Türk kirazının adı yetiyor
UYMSİB Yönetim Kurulu Başkanı Senih Yazgan, Türk kirazının kalitesinin sadece iç pazarda değil, dış pazarda da bilindiğini söyledi. Türk kirazının, iriliği, kalitesi, aroması, bir de o ihracatı gerçekleştiren firmaların dünya standartlarının üzerinde çalışmasıyla dünyada marka olduğunu vurgulayan Yazgan, piyasada rakibin çok olmasına rağmen Türk kirazı adının yettiğini belirtti. Yazgan, Türk kirazının, toplanmasından, bahçede özenle seçilmesine ve firma tarafından paketlenip gönderilmesine kadar ihracata hazırlanmasındaki her aşamasının titizlikle yürütüldüğünü ifade ederek şunları kaydetti: “Avrupa’da ilk tercih her zaman Türk kirazından yana oluyor. İrilik, kalite ve lezzet, kirazımızı öne çıkarıyor. Bu, bizler için bir övünç kaynağı. Bulutlanması çok fazla olan ülkelere göre bizim kirazımız çok daha fazla tercih ediliyor.

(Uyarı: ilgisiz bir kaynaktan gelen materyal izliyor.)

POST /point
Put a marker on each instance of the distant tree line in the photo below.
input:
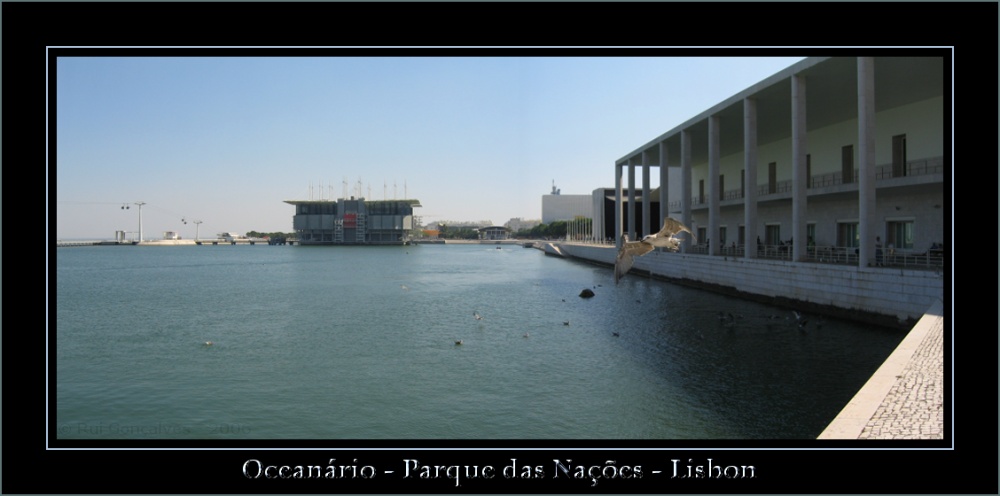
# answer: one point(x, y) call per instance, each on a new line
point(274, 235)
point(556, 229)
point(448, 232)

Türk kirazı marka olarak marketlerde ‘Türk kirazı’ adı altında satılıyor. Burada bütün emeği geçen ihracatçılarımızın katkılarını biliyorum. Çok yoğun çalıştılar. Pazardaki yerimizi daha üstlere taşıma konusunda büyük gayret sarf ediyorlar.” Ziraat-900 kirazının Türkiye’de tescil edilen bir çeşit olduğunu ve bunun yanında yöresel kiraz çeşitlerinin de bulunduğuna dikkati çeken Yazgan, şöyle konuştu: “Dalbastı denilen ve bölgeden bölgeye geçen ama bir açılım gösteren, Ziraat-900’e benzer özellikler gösteren çeşitler. Bunlara baktığımızda çoğunu ihracatla gönderiyoruz.
Son yıllarda özellikle raf ömrü daha uzun olan erkenci çeşitlerimiz var. Bunlar yavaş yavaş artık piyasada yeni kurulan bahçelerde dikilmeye başlandı. Onların da üretimleri yeni yeni geliyor. Bunlar da piyasaya girdiği zaman Türk menşeli olmasa dahi bu bölgede yetiştiği için Türk kirazı olarak pazardaki yerini bulacaktır. Aroma ve tat özellikleriyle birlikte bir de uzun raf ömrüne sahip olabilecek bu çeşitlerle Türk kirazı Avrupa marketlerinde uzun bir dönem daha gücünü ve yerini koruyacaktır.”